What is at risk, officials say, are the clams and worms at home in the sediments of the Barge Canal. Fish and beavers and muskrats might be threatened by the coal tars, too, they say. Officials' fears aren't backed up by the facts. They say fish might be affected by the coal tars -- but they caught the wrong fish for analysis. The fish they did catch sat so long in a laboratory that the toxic chemicals they might have harbored evaporated.

Officials say they will restore the health of the Barge Canal by digging up enough wastes to fill a football field more than 100 feet deep -- with the risk that toxic fumes might waft out of the wastes when they are dug up.

The pile of wastes will be mounded into a 13-acre, 25-foot-high landfill.

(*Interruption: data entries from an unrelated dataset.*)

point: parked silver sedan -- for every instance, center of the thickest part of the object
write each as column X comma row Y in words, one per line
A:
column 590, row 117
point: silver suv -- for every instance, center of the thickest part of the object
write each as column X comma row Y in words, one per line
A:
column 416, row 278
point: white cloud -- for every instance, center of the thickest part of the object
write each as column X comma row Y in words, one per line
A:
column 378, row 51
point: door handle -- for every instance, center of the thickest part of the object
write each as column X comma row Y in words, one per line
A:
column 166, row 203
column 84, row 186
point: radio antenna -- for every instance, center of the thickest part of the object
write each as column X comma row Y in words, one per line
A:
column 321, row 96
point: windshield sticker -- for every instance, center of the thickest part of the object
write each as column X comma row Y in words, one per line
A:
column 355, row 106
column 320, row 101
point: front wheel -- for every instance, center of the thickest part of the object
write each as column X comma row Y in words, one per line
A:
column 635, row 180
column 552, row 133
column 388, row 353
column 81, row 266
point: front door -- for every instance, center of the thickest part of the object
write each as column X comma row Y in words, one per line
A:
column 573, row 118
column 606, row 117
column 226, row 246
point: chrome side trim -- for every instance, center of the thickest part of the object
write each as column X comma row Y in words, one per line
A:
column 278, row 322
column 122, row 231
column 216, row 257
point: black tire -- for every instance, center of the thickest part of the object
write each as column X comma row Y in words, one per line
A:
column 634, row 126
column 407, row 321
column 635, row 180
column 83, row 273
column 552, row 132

The landfill will become one of Burlington's largest structures. Because the weight of the wastes might squeeze coal tar out of the soil, the landfill will be a headache for the next generation, too.

Vermont's experience with the Pine Street Barge Canal typifies all that is wrong with Superfund, the nation's hazardous waste cleanup law. Since the law was passed in 1980, 1,275 sites nationwide have been added to Superfund's cleanup list, and Congress has appropriated $15.2 billion. Only 44 sites have been completely cleaned up. Of those 44, only 12 are from the 115 sites first named, like the Barge Canal, for Superfund cleanup. Experts say the nation might spend more than $700 billion in the next three decades to clean up Superfund hazardous waste sites.

The EPA program Americans have trusted with the cleanup -- and the purse strings problems. Countless government reports have identified Superfund's chief troubles: contractor mismanagement, bad communication between the state and federal governments, flawed risk analyses, cleanups that take too long, and solutions that just transfer the problem to the next generation.

All those troubles have played a part in the Barge Canal's woes.

Few of the reports tell the true costs of the mismanagement, the agony and anger of people wrenched from their homes by a road that was stopped as much by bureaucratic bungling as the black goop in the Barge Canal.

Nothing symbolizes the confusion and mismanagement more than Vermont's $26,985 carbon filters, sitting abandoned in a field of weeds.